Subject: Re: [boost] [boost::endian] Request for comments/interest
From: Dave Handley (Dave.Handley_at_[hidden])
Date: 2010-05-28 10:55:46
I wanted to throw a few things into the discussion:
1) Typed vs untyped. We have had various discussions about whether the network endian object should be a different type to the machine endian. I have a pretty strong opinion on this, and I think you should work with the same type. There are 2 core reasons for this:
a. Performance when network endian is the same as machine endian - I'll discuss more on this later.
b. When you are reading a complex packet of data off the network, a common use case would be to reinterpret_cast a block of data into a struct. When you are using different types for network and machine endian you end up having 2 structs - one to read the data off the network, and one to copy the data into. This could turn into a pretty severe maintenance burden.
c. Given that you tend to convert to machine endian at the boundaries, you can treat the untyped interface in a very similar way to a boost::shared_ptr style interface.

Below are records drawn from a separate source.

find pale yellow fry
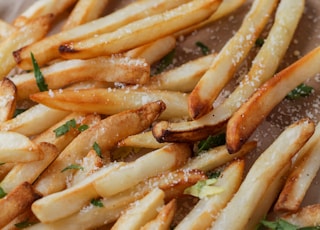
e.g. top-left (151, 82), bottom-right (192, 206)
top-left (144, 54), bottom-right (216, 92)
top-left (94, 143), bottom-right (191, 198)
top-left (0, 182), bottom-right (41, 228)
top-left (176, 160), bottom-right (245, 230)
top-left (33, 101), bottom-right (166, 196)
top-left (0, 142), bottom-right (57, 193)
top-left (0, 104), bottom-right (70, 137)
top-left (226, 45), bottom-right (320, 153)
top-left (30, 88), bottom-right (189, 119)
top-left (274, 121), bottom-right (320, 212)
top-left (12, 0), bottom-right (77, 27)
top-left (0, 19), bottom-right (16, 42)
top-left (111, 188), bottom-right (165, 230)
top-left (152, 0), bottom-right (305, 143)
top-left (0, 14), bottom-right (54, 79)
top-left (14, 0), bottom-right (192, 70)
top-left (11, 55), bottom-right (150, 100)
top-left (31, 162), bottom-right (124, 223)
top-left (118, 131), bottom-right (167, 149)
top-left (0, 131), bottom-right (40, 163)
top-left (62, 0), bottom-right (109, 31)
top-left (0, 163), bottom-right (15, 181)
top-left (0, 78), bottom-right (16, 122)
top-left (125, 36), bottom-right (176, 65)
top-left (58, 0), bottom-right (222, 59)
top-left (210, 119), bottom-right (314, 230)
top-left (281, 204), bottom-right (320, 227)
top-left (141, 199), bottom-right (176, 230)
top-left (182, 141), bottom-right (256, 172)
top-left (188, 0), bottom-right (279, 119)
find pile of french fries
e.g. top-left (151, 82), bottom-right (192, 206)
top-left (0, 0), bottom-right (320, 229)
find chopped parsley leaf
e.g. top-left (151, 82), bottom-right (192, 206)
top-left (184, 178), bottom-right (223, 199)
top-left (93, 142), bottom-right (102, 157)
top-left (197, 133), bottom-right (226, 154)
top-left (15, 219), bottom-right (37, 229)
top-left (0, 186), bottom-right (7, 198)
top-left (53, 119), bottom-right (77, 137)
top-left (259, 218), bottom-right (320, 230)
top-left (153, 49), bottom-right (175, 75)
top-left (195, 41), bottom-right (210, 55)
top-left (255, 37), bottom-right (265, 47)
top-left (286, 83), bottom-right (313, 100)
top-left (31, 52), bottom-right (48, 92)
top-left (78, 124), bottom-right (89, 132)
top-left (61, 164), bottom-right (84, 172)
top-left (13, 108), bottom-right (27, 117)
top-left (91, 198), bottom-right (104, 207)
top-left (206, 170), bottom-right (221, 179)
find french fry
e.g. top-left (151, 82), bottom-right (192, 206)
top-left (0, 104), bottom-right (70, 137)
top-left (274, 122), bottom-right (320, 212)
top-left (0, 14), bottom-right (54, 79)
top-left (33, 101), bottom-right (166, 196)
top-left (125, 36), bottom-right (176, 65)
top-left (188, 0), bottom-right (278, 119)
top-left (111, 188), bottom-right (165, 230)
top-left (0, 131), bottom-right (41, 163)
top-left (31, 162), bottom-right (124, 223)
top-left (93, 143), bottom-right (191, 198)
top-left (281, 204), bottom-right (320, 227)
top-left (2, 207), bottom-right (38, 230)
top-left (11, 55), bottom-right (150, 100)
top-left (176, 159), bottom-right (245, 230)
top-left (0, 78), bottom-right (17, 122)
top-left (152, 0), bottom-right (304, 142)
top-left (141, 199), bottom-right (177, 230)
top-left (30, 88), bottom-right (189, 119)
top-left (58, 0), bottom-right (222, 59)
top-left (0, 163), bottom-right (15, 181)
top-left (14, 0), bottom-right (192, 69)
top-left (226, 45), bottom-right (320, 153)
top-left (210, 119), bottom-right (314, 230)
top-left (12, 0), bottom-right (77, 27)
top-left (0, 19), bottom-right (16, 42)
top-left (62, 0), bottom-right (109, 31)
top-left (118, 131), bottom-right (167, 149)
top-left (0, 182), bottom-right (41, 228)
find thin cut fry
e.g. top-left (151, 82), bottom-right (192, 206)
top-left (0, 78), bottom-right (17, 122)
top-left (281, 204), bottom-right (320, 227)
top-left (0, 19), bottom-right (16, 42)
top-left (118, 131), bottom-right (167, 149)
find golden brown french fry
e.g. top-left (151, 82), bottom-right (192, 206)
top-left (182, 141), bottom-right (256, 172)
top-left (62, 0), bottom-right (109, 31)
top-left (152, 0), bottom-right (304, 143)
top-left (125, 36), bottom-right (176, 65)
top-left (33, 101), bottom-right (166, 196)
top-left (30, 88), bottom-right (189, 119)
top-left (93, 143), bottom-right (191, 198)
top-left (210, 119), bottom-right (314, 230)
top-left (281, 204), bottom-right (320, 227)
top-left (118, 131), bottom-right (167, 149)
top-left (274, 122), bottom-right (320, 212)
top-left (12, 0), bottom-right (77, 27)
top-left (0, 104), bottom-right (70, 137)
top-left (0, 182), bottom-right (41, 228)
top-left (0, 131), bottom-right (41, 163)
top-left (14, 0), bottom-right (192, 69)
top-left (0, 78), bottom-right (16, 122)
top-left (141, 199), bottom-right (176, 230)
top-left (0, 142), bottom-right (58, 193)
top-left (111, 188), bottom-right (165, 230)
top-left (58, 0), bottom-right (222, 59)
top-left (0, 163), bottom-right (15, 181)
top-left (2, 207), bottom-right (38, 230)
top-left (11, 55), bottom-right (150, 100)
top-left (0, 19), bottom-right (16, 42)
top-left (31, 162), bottom-right (124, 223)
top-left (188, 0), bottom-right (278, 119)
top-left (0, 14), bottom-right (54, 79)
top-left (226, 45), bottom-right (320, 153)
top-left (176, 159), bottom-right (245, 230)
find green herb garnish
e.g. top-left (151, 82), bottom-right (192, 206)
top-left (61, 164), bottom-right (84, 172)
top-left (153, 49), bottom-right (175, 75)
top-left (206, 170), bottom-right (221, 179)
top-left (91, 198), bottom-right (104, 207)
top-left (53, 119), bottom-right (77, 137)
top-left (0, 186), bottom-right (7, 198)
top-left (184, 178), bottom-right (223, 199)
top-left (15, 219), bottom-right (37, 229)
top-left (286, 83), bottom-right (313, 100)
top-left (197, 133), bottom-right (226, 154)
top-left (195, 41), bottom-right (210, 55)
top-left (31, 52), bottom-right (48, 92)
top-left (13, 108), bottom-right (27, 117)
top-left (255, 37), bottom-right (265, 47)
top-left (259, 218), bottom-right (320, 230)
top-left (78, 124), bottom-right (89, 132)
top-left (93, 142), bottom-right (102, 157)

You call swap_in_place on the return value from the function that creates the initial struct - and therefore you never have access to the network endian version in anything except your most basic read function. As such, I think the type safety of network endian data is a bit of a red herring. It is no different from creating a raw pointer, then half a dozen lines of code later constructing a boost::shared_ptr from it. It is against the principle of the interface, and would create some evil bugs, but hasn't been formally prohibited by the interface.
d. Finally, I would definitely want an endian interface that operated at a high level of abstraction - ie at the struct or container level, not at the built-in type level.
2) To copy or not to copy. I have a very big issue with any interface that enforces a copy. If I'm writing something to live on a memory limited embedded device, I absolutely want to be able to endian swap in place. Secondly, we should definitely not accept an interface that copies just on the grounds that the most common operation is from a big endian network to a little endian machine that does always require mutation. The platforms that boost runs on includes plenty of big-endian machine types; and I have come across numerous cases where (for performance reasons on a largely little endian machine environment) data has been left little-endian on the network. Having a do nothing (not even copy) case for when machine and network endianness match is very important. If you are reading a big stream of data from the network, not copying anything is a very important case, and key for writing high performance production code.
3) A final thought is that I am much more keen to use template arguments to decide on which endian swap to use than explicitly coding them in function template names. It makes endian swapping code in a big code base easier to spot, and makes the interface of the endian swapper itself more logical. When I change from big to little endian, I am tweaking a parameter of the endian swapper, not calling a wholly different function. I think from a design perspective, a template parameter makes most sense.
Overall, I like Tom's interface, but I have been using it for quite a while (as a disclaimer).